We haven’t spoken in ages, so I apologize for this coming from nowhere. I am compelled to share this information with you because I think it will be best for my healing and possibly help you in the future. I am not sure you will remember this incident but it has fucked me up.
After •••••'s Christmas Party, I volunteered to bring you home. You were drinking, I don’t believe you had a car then, you offered that I could sleep in your mother’s room, and I trusted you because you were my friend. We went to Mickey’s Diner to get some food and when we finally got to your home it was so late and I was very tired. I don’t even know what led up to this incident and I think (hope) you were trying to be funny. You forced yourself upon me and lay your body on top of mine. I just remember struggling to move, crying, and begging you to get off. I think afterwards, you said you were just messing around. I tried so hard to brush it off and pretend that you were just messing around, but you clearly crossed a line and made a traumatic impression in my memory.

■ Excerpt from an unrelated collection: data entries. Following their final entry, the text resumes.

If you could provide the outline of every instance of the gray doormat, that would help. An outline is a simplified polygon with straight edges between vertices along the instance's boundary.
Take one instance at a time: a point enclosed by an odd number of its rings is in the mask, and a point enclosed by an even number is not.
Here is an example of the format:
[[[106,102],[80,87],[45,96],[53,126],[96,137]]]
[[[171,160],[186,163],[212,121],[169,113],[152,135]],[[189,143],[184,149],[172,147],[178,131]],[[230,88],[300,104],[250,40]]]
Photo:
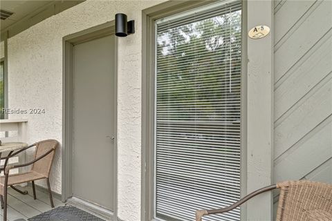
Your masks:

I know it may sound silly, but I still struggle being comfortable with any sexual encounters. My brain immediately jumps to that night when I hug or kiss someone. This is how traumatic sexual assault can be. I have shared this experience many times, explaining how sexual assault happens a lot with people who you care about and will be sharing this letter. I will not share names though. I am not really looking for a type of response, like I said I hope this will help me with healing and hopefully allow you to recognize your actions and the consequences they may have on people. I really appreciate your time for reading this.